From equipment perspective, we are using the same equipment for Gen 3 as we're using for Gen 2. The method by which we're using them order of events may be different, but it's the same equipment. So, a commercial manufacturing facility can easily be reconfigured for Gen 3 should we decide to go in that direction.
Thank you. Our next question or comment comes from the line of Biren Amin from Jefferies.
Hi guys. Thanks for taking my questions. Maybe one more question on the ASCO oral melanoma data Maria. Are you planning to present data from the PD-1 primary refractory cohort as it relates to the median DOR.?
I think you enrolled about 42 patients from this cohort and presented these data last fall. And maybe if you could also contextualize this population in terms of what's the typical MPFs and median OS in these patients versus the PD-1 relapsed population?

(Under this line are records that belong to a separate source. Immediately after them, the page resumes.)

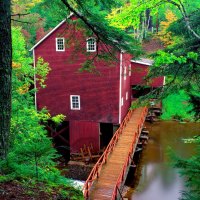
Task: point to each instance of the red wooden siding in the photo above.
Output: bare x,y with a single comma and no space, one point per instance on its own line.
99,92
83,132
125,85
139,71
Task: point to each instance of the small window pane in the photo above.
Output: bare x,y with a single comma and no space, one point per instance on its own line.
60,44
91,45
75,102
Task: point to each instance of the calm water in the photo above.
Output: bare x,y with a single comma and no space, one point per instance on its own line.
155,178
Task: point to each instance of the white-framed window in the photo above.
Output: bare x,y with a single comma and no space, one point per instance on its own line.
129,70
126,95
60,44
122,103
75,102
125,73
91,45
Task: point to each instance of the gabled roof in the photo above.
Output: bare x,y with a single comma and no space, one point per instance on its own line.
48,34
143,61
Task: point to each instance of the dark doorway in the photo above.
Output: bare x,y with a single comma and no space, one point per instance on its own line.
138,91
60,138
106,133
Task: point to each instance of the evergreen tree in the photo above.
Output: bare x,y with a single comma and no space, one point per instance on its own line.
5,76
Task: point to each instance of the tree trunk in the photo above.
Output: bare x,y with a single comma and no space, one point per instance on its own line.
5,76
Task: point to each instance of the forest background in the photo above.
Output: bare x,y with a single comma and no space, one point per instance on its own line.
29,156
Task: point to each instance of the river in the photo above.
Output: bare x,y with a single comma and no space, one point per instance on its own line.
155,178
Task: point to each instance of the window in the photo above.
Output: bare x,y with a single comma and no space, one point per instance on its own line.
60,44
122,103
91,45
129,70
75,102
124,73
126,95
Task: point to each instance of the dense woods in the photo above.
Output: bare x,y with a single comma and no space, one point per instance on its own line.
26,152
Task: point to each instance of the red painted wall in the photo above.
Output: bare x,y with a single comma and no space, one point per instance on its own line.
99,92
139,71
83,132
126,87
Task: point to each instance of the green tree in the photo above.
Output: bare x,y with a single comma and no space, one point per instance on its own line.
5,76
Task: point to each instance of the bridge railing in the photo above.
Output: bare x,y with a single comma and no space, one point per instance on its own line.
94,174
128,160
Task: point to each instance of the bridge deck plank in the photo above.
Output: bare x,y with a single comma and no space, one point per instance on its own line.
103,187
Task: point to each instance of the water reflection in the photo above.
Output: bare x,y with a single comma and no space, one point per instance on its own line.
157,179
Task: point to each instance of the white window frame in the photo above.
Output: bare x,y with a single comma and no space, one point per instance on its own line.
88,45
129,70
122,101
125,73
126,95
63,39
71,102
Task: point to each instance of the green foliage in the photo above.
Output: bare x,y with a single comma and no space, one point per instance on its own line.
177,106
31,155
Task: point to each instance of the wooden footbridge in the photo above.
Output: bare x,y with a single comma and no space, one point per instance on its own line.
109,173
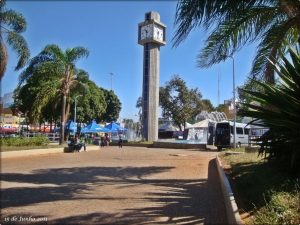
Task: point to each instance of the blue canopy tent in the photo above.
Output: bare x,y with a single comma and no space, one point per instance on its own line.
114,127
71,126
93,127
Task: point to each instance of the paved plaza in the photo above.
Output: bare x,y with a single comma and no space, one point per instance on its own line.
132,185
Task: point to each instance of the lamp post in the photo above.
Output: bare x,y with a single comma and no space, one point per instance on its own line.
75,108
234,106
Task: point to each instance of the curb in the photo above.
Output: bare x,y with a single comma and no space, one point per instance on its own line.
233,216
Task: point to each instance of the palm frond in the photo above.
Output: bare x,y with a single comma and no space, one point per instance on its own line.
273,43
76,53
54,52
13,20
19,44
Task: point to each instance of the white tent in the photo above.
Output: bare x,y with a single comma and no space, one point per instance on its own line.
202,131
168,126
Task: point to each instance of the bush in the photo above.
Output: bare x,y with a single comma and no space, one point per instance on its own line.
21,141
283,208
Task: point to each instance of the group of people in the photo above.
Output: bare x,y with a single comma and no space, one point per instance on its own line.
104,141
76,143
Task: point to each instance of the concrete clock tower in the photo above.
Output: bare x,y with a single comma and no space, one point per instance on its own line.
152,35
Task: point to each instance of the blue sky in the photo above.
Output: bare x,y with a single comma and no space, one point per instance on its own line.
109,30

Sure. Hi Biren, thank you for the question. I don't know if we necessarily were planning on breaking the primary refractory apart. I think we were -- we had a lot of content for ASCO and we felt that that content is probably really important and we didn't necessarily think about a subpopulation presentation. So, not for any other reason except that we have a lot of content and we were excited to share all of that.
As of now, we weren't necessarily pinpointing the primary refractory patient population. From an OS perspective, we have disclosed that metastatic patients in Stage IV disease have a median OS of approximately six to seven months. That's the best information we can find in literature for our patient population. I really haven't seen a very good PFS in that patient population. It's actually not an easy patient population to find reports on.
Unfortunately, they're particularly ill and they don't make it very far. But I think that that OS of six to seven months is a great benchmark to show what is expected from a Stage IV metastatic melanoma patient population.
Okay. And maybe one more. As you look to filing the BLA, what are your thoughts on the size of the commercial team that you would need?
Sure. We've been having that discussion internally and we certainly have internal plans in terms of how to outreach how many sites and what is our footprint going to be. I'm not quite ready to share that today with you but we have our plans nail down and it's -- we think that we have a really broad outreach both for academic settings as well as community settings and we have plans as to how to broaden that even further subsequent to launch. So, both of those are in progress and proceeding.
We already have a commercial presence inside the company of course. I mentioned that we have been expanding our commercial and medical affairs teams and we are very excited about expanding them further by year end.
Okay. And then maybe just the last one. What are your thoughts on filing in Europe? Have you had discussions with the EMA in terms of what they would require?
Yes. Really good topic as well. Over the course of development as you're probably aware we have opened a number of CTAs in various countries in EU and Canada. So, we have had initial discussion as part of the CTA process and we have had also local health authority discussions.
Our centralized procedures for EU engagement is planned for later part of 2020 and we are beginning to initiate that discussion with the centralized CHMP body of European Health Authority.
Okay, great. Thank you.
Thank you. I'm showing no additional questions in the queue at this time. I'd like to turn the conference back over to management for any closing remarks.
Thank you, Howard. I think we just want to thank everyone for participating today and we thank our patients and patient families for contribution that they make to our internal program and stay tuned. We're very excited about progress in 2020.
Ladies and gentlemen, thank you for participating in today's conference. This concludes the program. You may now disconnect. Everyone have a wonderful day. Stay safe.